In his ruling, U.S. District Judge D. Brook Bartlett stated that the amendment imposes unconstitutional qualifications on candidates, violates the First Amendment right to free speech, and wrongly shifts legislative powers from Congress and state lawmakers to citizens.

Missouri's attorney general filed an appeal with the 8th U.S. Circuit Court of Appeals, hoping to reverse the ruling in time for the term limits amendment to take effect when the candidate filing period began at 8 a.m. February 24. The full court decided February 23rd against hearing the case, which left candidates free to file for office without stating their view on term limits.
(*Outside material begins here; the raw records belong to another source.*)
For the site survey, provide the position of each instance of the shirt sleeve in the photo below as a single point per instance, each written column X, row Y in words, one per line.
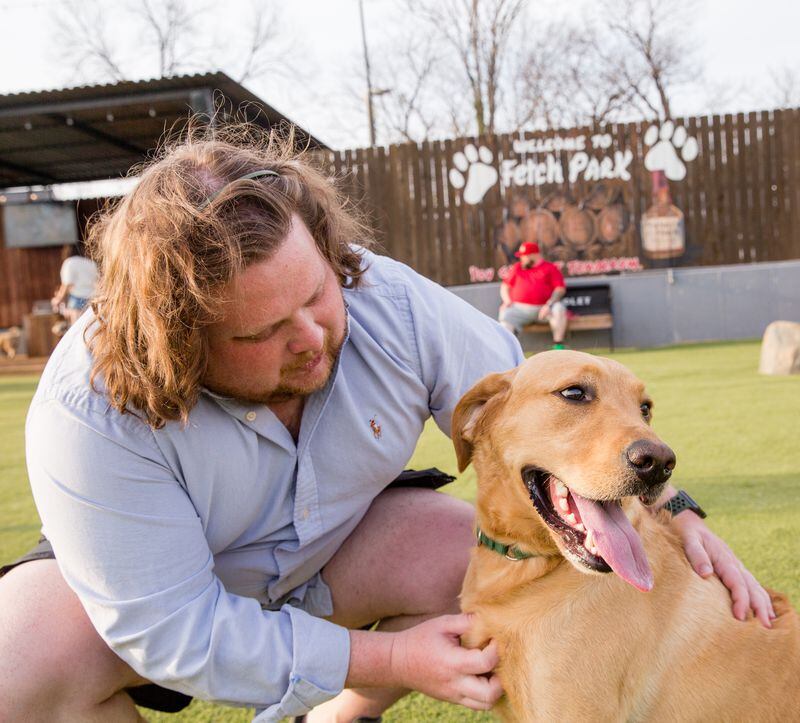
column 511, row 277
column 457, row 345
column 130, row 544
column 556, row 277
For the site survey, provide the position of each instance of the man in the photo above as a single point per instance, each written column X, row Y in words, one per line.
column 210, row 452
column 531, row 294
column 78, row 281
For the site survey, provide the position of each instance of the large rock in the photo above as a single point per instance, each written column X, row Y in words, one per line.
column 780, row 348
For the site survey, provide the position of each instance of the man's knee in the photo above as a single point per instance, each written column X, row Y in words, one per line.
column 408, row 556
column 441, row 534
column 50, row 655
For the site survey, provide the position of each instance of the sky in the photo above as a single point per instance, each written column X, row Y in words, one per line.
column 739, row 42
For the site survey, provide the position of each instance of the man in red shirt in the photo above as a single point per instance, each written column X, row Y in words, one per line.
column 532, row 293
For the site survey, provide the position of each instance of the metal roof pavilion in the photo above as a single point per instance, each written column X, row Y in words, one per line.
column 99, row 131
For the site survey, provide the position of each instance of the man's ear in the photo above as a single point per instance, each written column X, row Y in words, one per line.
column 474, row 408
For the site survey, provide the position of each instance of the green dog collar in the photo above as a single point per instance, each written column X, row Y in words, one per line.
column 510, row 552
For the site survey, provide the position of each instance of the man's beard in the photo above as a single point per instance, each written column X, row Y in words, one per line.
column 286, row 390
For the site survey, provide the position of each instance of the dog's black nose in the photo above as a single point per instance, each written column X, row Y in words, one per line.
column 653, row 462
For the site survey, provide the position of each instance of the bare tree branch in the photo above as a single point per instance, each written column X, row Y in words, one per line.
column 83, row 41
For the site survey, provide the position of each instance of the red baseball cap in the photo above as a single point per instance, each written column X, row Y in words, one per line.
column 527, row 248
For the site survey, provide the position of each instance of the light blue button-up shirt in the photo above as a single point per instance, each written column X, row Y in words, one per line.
column 196, row 550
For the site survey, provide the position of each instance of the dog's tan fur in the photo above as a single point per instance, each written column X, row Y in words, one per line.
column 9, row 341
column 591, row 647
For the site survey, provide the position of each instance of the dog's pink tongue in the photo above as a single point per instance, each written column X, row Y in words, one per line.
column 617, row 541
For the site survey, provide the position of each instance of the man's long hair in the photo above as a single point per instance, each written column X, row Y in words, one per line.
column 168, row 250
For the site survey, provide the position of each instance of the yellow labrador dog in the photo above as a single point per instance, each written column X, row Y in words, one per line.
column 596, row 611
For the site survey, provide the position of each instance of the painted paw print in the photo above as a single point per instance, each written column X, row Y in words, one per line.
column 480, row 174
column 665, row 143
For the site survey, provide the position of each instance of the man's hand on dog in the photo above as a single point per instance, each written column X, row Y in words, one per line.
column 708, row 554
column 429, row 658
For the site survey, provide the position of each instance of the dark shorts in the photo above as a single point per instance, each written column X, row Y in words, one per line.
column 156, row 697
column 76, row 302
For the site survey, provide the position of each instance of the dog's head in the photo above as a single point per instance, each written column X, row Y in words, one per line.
column 562, row 446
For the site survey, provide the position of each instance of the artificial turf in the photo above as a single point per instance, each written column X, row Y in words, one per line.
column 735, row 434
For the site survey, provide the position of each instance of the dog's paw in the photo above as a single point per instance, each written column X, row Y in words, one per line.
column 480, row 174
column 665, row 144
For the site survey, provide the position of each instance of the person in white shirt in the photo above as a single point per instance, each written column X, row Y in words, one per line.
column 78, row 282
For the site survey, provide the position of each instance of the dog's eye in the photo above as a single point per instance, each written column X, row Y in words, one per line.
column 575, row 394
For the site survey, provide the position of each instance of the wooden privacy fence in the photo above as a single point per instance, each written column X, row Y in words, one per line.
column 696, row 191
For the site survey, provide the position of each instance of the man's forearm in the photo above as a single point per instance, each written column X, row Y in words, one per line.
column 371, row 660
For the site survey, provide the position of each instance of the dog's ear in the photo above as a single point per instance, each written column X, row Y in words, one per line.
column 474, row 408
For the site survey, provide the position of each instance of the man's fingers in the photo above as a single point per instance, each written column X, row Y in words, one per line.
column 698, row 557
column 733, row 579
column 760, row 601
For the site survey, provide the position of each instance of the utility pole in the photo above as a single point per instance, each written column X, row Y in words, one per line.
column 370, row 113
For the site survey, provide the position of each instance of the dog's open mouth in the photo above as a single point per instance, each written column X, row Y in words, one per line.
column 596, row 533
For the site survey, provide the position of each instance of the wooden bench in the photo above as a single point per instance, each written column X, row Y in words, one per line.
column 589, row 308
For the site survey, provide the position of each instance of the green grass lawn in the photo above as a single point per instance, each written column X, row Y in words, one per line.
column 735, row 434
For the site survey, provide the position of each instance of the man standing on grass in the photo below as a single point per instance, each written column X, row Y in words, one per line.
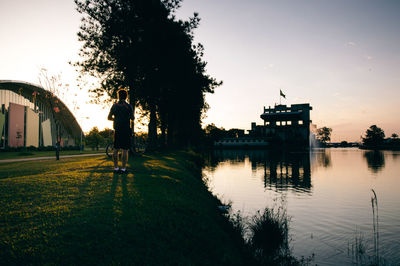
column 121, row 113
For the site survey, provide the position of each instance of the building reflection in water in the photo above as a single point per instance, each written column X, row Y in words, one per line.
column 375, row 160
column 281, row 170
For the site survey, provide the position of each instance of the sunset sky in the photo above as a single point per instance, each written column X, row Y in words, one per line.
column 342, row 57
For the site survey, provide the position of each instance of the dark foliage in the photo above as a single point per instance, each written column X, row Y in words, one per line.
column 374, row 136
column 140, row 45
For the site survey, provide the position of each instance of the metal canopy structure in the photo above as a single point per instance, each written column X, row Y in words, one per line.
column 37, row 94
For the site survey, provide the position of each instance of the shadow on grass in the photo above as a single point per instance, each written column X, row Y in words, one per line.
column 79, row 212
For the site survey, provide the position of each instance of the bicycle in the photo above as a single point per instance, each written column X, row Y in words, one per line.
column 110, row 149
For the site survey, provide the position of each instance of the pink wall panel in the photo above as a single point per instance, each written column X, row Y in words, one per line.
column 16, row 125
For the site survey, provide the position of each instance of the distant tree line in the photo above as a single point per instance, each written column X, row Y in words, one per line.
column 141, row 45
column 374, row 138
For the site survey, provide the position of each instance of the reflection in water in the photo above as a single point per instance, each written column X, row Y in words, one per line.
column 282, row 170
column 375, row 160
column 326, row 191
column 323, row 157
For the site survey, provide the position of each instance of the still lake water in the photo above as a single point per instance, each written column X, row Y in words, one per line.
column 326, row 192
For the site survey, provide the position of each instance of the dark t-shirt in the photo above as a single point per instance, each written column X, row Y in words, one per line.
column 122, row 112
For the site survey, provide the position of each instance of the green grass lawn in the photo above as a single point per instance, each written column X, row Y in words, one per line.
column 76, row 211
column 31, row 154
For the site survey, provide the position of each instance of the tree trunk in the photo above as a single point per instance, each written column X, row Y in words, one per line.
column 132, row 103
column 152, row 128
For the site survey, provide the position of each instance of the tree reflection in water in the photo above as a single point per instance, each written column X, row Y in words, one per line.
column 375, row 160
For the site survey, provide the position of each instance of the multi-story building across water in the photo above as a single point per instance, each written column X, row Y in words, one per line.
column 284, row 126
column 32, row 116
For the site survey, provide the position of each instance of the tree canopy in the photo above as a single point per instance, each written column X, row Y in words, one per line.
column 140, row 45
column 324, row 134
column 374, row 136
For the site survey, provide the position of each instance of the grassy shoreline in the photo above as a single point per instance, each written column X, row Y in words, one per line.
column 33, row 154
column 75, row 211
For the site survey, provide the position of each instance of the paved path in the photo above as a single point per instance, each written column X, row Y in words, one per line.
column 49, row 157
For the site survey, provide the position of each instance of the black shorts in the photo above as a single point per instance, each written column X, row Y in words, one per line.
column 122, row 138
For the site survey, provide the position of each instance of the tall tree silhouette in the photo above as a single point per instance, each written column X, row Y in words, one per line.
column 139, row 44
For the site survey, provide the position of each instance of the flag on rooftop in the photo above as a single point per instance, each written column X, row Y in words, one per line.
column 281, row 94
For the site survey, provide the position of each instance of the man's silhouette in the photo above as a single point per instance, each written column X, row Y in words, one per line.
column 121, row 113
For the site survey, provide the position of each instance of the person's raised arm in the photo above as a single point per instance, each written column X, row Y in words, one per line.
column 110, row 115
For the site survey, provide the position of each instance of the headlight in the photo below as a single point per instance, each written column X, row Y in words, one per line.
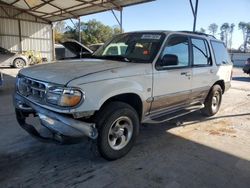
column 66, row 97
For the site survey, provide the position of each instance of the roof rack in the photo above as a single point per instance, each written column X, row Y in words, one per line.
column 198, row 33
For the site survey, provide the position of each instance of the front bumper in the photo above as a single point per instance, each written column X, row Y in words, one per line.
column 63, row 129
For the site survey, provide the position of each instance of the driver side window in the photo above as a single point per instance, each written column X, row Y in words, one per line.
column 175, row 53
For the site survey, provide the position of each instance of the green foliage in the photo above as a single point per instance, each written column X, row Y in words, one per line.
column 245, row 27
column 212, row 28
Washington's Term Limits Unconstitutional

On January 8, 2002, the Washington Supreme Court ruled 6-2 (with one justice not participating) that the state's term limits law is unconstitutional, overturning an initiative approved by voters in 1992. Initiative 573 created a statute limiting terms for state legislators, the lieutenant governor and the governor. The Court ruled that term limits constitute a qualification for office and that "A statute, whether adopted by the Legislature or by the people, may not add qualifications for state constitutional officers where the Constitution sets those qualifications." The Court asserted that term limits only could be enacted "through the process for constitutional amendment" set out in the Washington Constitution. Constitutional amendments in Washington require two-thirds votes in both houses of the Legislature and approval by the people.